Enfin, Joseph Veldman et ses coauteurs soutiennent que la plantation d'arbres dans les écosystèmes naturellement ouverts comme les prairies, les savanes et les tourbières promue dans cet article scientifique est dommageable pour la biodiversité et l'environnement.
Selon Julie Aleman, les savanes sont des écosystèmes naturels avec une histoire qui se compte en milliers, voire en millions d’années ; elles ne sont pas juste des produits de la déforestation.
“Ces écosystèmes sans arbres abritent une immense biodiversité et fournissent des services écosystémiques importants à l’humanité, offrant notamment des zones pour le maintien du pâturage et assurant la recharge en eau des nappes phréatiques”. »

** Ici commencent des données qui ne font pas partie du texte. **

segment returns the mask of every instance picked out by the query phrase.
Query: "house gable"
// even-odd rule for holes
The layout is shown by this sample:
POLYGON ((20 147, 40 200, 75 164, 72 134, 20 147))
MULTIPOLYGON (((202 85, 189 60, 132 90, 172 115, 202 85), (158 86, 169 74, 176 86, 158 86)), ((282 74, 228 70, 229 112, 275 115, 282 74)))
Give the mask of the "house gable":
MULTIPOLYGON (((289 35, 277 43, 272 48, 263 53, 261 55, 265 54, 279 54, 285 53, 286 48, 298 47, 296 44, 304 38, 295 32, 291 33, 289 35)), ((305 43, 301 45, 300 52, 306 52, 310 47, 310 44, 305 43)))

« Il est à craindre qu'une focalisation aveugle sur la plantation d'arbres ne réduise la capacité des populations humaines à s'adapter aux changements climatiques tout en détournant l'attention des efforts de conservation des écosystèmes intacts et de réduction de la consommation de combustibles fossiles
», souligne Joseph Veldman.
« Il faudrait donc, selon les chercheurs, se concentrer davantage sur la restauration écologique, qui pourrait constituer l’une des solutions climatiques naturelles par la restauration non seulement des forêts, mais également des prairies, des savanes, des écosystèmes arbustifs et des tourbières.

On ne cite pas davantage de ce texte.